I wanted to draw some kind of lobstery guy, so I did. I think I was at least partially inspired by General Traag, the leader of Krang’s rock soldiers from Dimension X on the old Teenage Mutant Ninja Turtles cartoon, so I tried to create a similar-feeling for Krakk’s backstory.

Propheseer

An old man with a big book. Where the Propheseer received his book is not known, but it seems to contain factual depictions of future events. The bad news is, the book describes dozens, perhaps even hundreds, of disasters that will befall the human race. The good news is, it ends with the wounded remains of humanity recovering and forming a new and better society. That future ideal world is the Propheseer’s motivation. To bring that happy place into existence, he has to make certain that the disasters happen. But since the Noblewoman came onto the scene, disasters are having a harder time wiping out humanity.

Is there any hope for the human race? Would we be better off just wiping the slate clean and starting over? I’ve known people who are down on the world and have said that. But I consider that a defeatist attitude. My superheroes would be about making the world a better place through hard work, not giving up and trying anew. I’ve already given Noblewoman a few villains this year, but she seemed a good fit for this concept, so she gets another.

Super Sunday: Axkiller McGee and Hypnogre

I have enough villains sketched and colored to get me all the way through what remains of Supervillain Sunday year! Let’s get going:

Axkiller McGee

There is a group called the Weird Assassins. When a young girl discovered she had the ability to make any kind of ax, from battleaxes to hatchets, appear in her hand at will, she knew she could find a way to make that into a life. Luckily a love of money and a belief that human lives were not worth all that much meant that she could find work among the Weird Assassins, being hired to take on the strangest assassin cases in the business. Unlike many of the Weird Assassins, Axkiller McGee enjoys being a bit theatrical and will try to make her hits in as public a forum as she can while still expecting to get away. That kind of risk-taking has made her a frequent combatant against superheroes, which would normally be a no-no for an assassin, but her success rate means she is still able to find work.
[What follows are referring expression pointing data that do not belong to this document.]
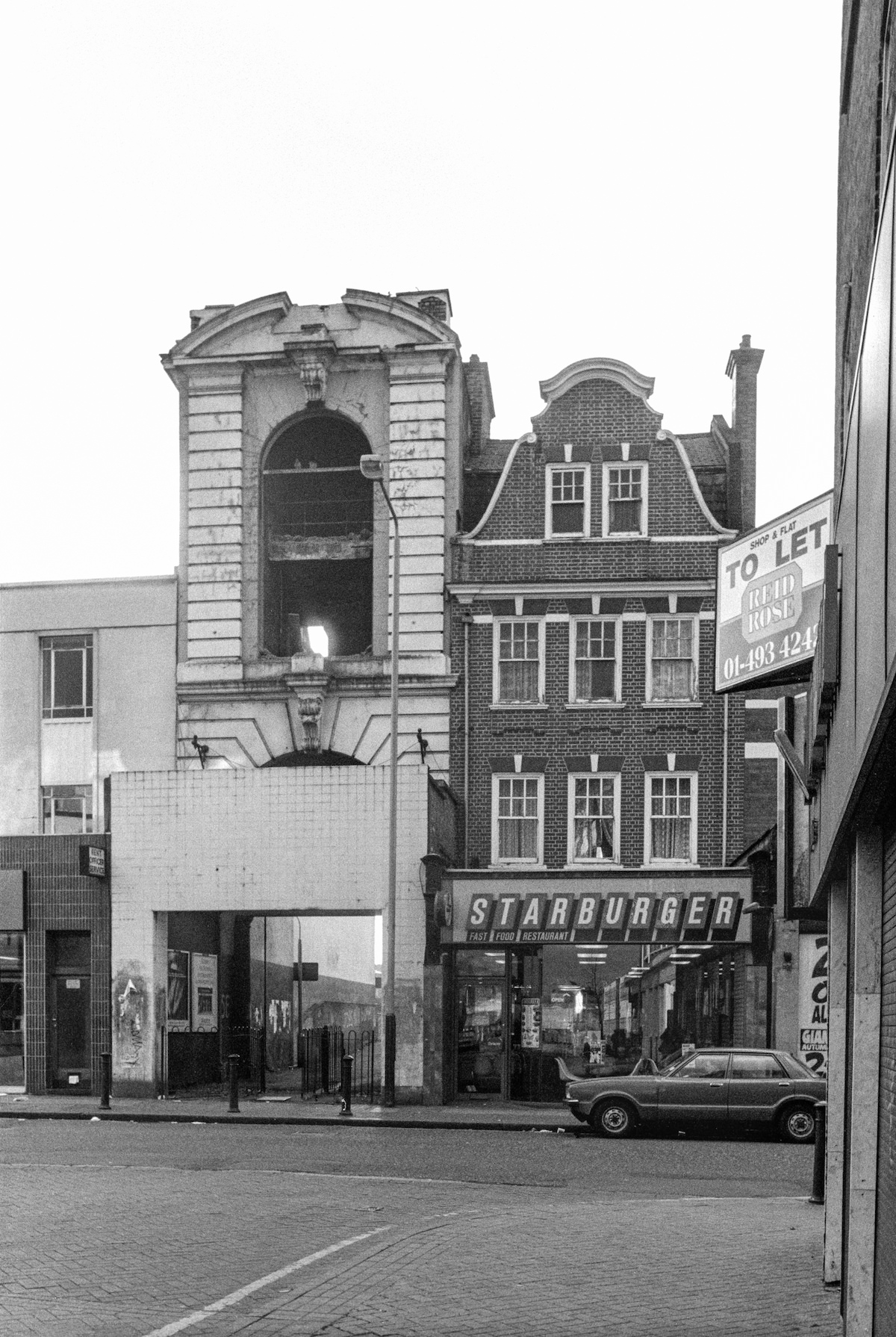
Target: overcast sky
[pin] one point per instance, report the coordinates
(646, 182)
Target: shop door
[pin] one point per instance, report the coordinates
(13, 1008)
(482, 1025)
(69, 1011)
(70, 1056)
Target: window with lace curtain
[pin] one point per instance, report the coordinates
(673, 668)
(517, 819)
(518, 668)
(594, 822)
(625, 499)
(672, 819)
(595, 675)
(569, 496)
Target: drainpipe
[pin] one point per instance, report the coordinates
(467, 742)
(725, 780)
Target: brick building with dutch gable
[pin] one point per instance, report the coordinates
(603, 780)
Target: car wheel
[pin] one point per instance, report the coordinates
(797, 1123)
(613, 1120)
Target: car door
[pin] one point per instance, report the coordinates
(696, 1090)
(757, 1083)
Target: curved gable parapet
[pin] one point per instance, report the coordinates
(529, 439)
(213, 332)
(377, 304)
(598, 369)
(665, 435)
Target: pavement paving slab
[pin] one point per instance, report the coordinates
(326, 1110)
(134, 1230)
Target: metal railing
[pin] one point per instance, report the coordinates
(321, 1052)
(340, 518)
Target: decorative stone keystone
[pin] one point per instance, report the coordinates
(309, 681)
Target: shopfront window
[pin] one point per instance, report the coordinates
(13, 1010)
(522, 1010)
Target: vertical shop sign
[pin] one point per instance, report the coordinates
(531, 1031)
(205, 991)
(813, 1002)
(178, 1017)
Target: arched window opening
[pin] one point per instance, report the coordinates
(319, 538)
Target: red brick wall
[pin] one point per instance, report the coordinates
(598, 415)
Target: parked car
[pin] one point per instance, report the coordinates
(737, 1088)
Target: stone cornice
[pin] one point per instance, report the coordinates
(597, 369)
(360, 301)
(277, 304)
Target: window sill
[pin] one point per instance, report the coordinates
(673, 705)
(518, 705)
(597, 705)
(671, 863)
(507, 866)
(591, 866)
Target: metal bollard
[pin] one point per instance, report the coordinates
(326, 1061)
(821, 1146)
(388, 1094)
(346, 1086)
(106, 1079)
(233, 1071)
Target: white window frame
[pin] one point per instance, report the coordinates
(539, 781)
(550, 470)
(89, 816)
(694, 795)
(50, 646)
(497, 636)
(649, 655)
(617, 674)
(605, 499)
(571, 856)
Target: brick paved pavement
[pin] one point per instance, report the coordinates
(125, 1249)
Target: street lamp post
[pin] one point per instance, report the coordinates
(373, 470)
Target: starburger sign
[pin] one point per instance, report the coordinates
(768, 598)
(591, 917)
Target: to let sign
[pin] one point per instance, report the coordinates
(768, 598)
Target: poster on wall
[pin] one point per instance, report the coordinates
(531, 1032)
(813, 1002)
(178, 991)
(768, 598)
(205, 991)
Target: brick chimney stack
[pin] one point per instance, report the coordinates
(744, 367)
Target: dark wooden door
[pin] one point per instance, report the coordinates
(70, 1044)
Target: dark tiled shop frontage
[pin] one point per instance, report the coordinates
(55, 963)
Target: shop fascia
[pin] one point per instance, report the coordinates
(519, 910)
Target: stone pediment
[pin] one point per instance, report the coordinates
(272, 328)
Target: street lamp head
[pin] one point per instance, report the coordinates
(372, 468)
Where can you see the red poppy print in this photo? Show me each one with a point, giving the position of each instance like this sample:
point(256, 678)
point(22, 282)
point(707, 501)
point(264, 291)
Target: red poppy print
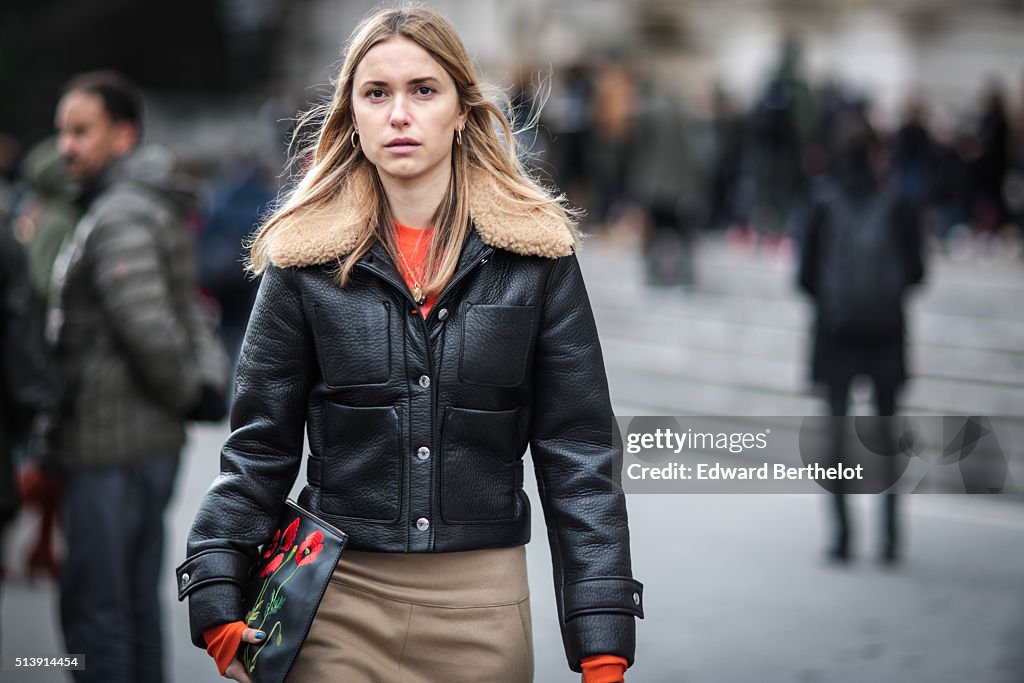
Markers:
point(272, 565)
point(290, 532)
point(309, 549)
point(273, 545)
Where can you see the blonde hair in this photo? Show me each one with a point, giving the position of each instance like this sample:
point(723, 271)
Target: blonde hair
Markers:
point(338, 166)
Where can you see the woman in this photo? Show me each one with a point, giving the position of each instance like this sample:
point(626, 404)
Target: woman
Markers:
point(422, 312)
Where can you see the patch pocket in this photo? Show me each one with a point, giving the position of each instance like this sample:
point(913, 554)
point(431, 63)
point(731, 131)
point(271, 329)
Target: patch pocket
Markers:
point(361, 476)
point(480, 469)
point(354, 348)
point(496, 344)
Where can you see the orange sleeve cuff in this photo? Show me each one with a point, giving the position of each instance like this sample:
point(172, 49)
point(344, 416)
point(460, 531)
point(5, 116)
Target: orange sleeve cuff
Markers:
point(222, 643)
point(604, 669)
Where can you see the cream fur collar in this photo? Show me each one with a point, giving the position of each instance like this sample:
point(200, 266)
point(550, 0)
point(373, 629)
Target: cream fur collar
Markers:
point(332, 233)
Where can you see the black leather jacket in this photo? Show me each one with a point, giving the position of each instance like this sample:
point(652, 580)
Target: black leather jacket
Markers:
point(417, 430)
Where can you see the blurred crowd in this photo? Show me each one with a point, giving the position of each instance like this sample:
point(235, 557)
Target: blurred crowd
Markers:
point(623, 145)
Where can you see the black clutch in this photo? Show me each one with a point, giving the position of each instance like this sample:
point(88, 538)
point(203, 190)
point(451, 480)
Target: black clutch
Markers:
point(285, 590)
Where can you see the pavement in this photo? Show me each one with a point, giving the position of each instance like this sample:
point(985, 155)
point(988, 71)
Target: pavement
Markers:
point(736, 585)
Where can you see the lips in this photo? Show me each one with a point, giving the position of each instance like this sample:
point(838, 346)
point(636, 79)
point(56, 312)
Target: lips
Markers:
point(402, 144)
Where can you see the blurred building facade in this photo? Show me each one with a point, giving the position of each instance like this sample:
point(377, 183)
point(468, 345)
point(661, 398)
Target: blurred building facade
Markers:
point(229, 73)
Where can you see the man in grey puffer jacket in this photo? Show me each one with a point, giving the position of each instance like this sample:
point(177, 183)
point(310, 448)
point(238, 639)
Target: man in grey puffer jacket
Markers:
point(124, 323)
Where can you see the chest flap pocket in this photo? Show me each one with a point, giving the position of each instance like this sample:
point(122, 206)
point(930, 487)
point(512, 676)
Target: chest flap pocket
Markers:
point(496, 344)
point(354, 346)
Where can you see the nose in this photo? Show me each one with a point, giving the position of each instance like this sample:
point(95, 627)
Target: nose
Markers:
point(65, 144)
point(399, 112)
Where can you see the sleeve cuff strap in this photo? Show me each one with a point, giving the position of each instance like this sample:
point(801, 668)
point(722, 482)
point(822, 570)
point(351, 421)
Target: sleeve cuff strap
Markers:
point(603, 595)
point(212, 566)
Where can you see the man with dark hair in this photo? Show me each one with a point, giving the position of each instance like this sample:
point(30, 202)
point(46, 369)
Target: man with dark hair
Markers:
point(125, 326)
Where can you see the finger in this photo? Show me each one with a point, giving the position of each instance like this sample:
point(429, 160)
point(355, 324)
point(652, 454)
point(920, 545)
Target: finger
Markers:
point(237, 672)
point(253, 636)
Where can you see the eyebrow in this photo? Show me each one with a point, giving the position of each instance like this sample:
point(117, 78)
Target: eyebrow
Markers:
point(414, 81)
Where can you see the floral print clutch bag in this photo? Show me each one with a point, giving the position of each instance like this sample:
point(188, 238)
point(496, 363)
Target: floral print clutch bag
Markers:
point(285, 590)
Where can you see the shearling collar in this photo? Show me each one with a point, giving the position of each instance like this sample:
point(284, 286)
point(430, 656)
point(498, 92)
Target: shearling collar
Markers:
point(333, 232)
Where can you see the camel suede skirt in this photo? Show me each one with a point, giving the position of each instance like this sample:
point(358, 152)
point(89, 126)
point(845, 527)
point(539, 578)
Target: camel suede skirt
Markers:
point(393, 617)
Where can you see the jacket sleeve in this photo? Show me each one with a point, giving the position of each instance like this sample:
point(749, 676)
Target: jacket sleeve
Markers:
point(133, 285)
point(576, 461)
point(258, 463)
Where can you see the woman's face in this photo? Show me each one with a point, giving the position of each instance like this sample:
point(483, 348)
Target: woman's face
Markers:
point(407, 109)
I admit, after I drew this character it took me forever to come up with a name. Once I wrote down “Axkiller McGee” I knew I needed to take a break for a while. So I did. Anyway, I said when I made Killercat that I would probably do more Weird Assassins, and I knew this was a sketch that would fit into that loose-knit collection of killers for hire.

Hypnogre

The portal between Ogretropolis and this strange world called “Earth” is too small for an ogre to get through. But humans seem to be the perfect size for such dimensional travels. Hypnogre is an ogre hypnotist who has taken to controlling the minds of humans and forcing them to do his bidding, smuggling things to and from Earth to create a thriving criminal trade empire.

Full disclosure: Marq came up with the name “Hypnogre” after I complained to him that all the “best” ogre names (ie. Electrogre, Technogre, Necrogre, etc.) were all taken according to Google. The fact that an ogre hypnotist fit so well within my existing creations just proved it was meant to be.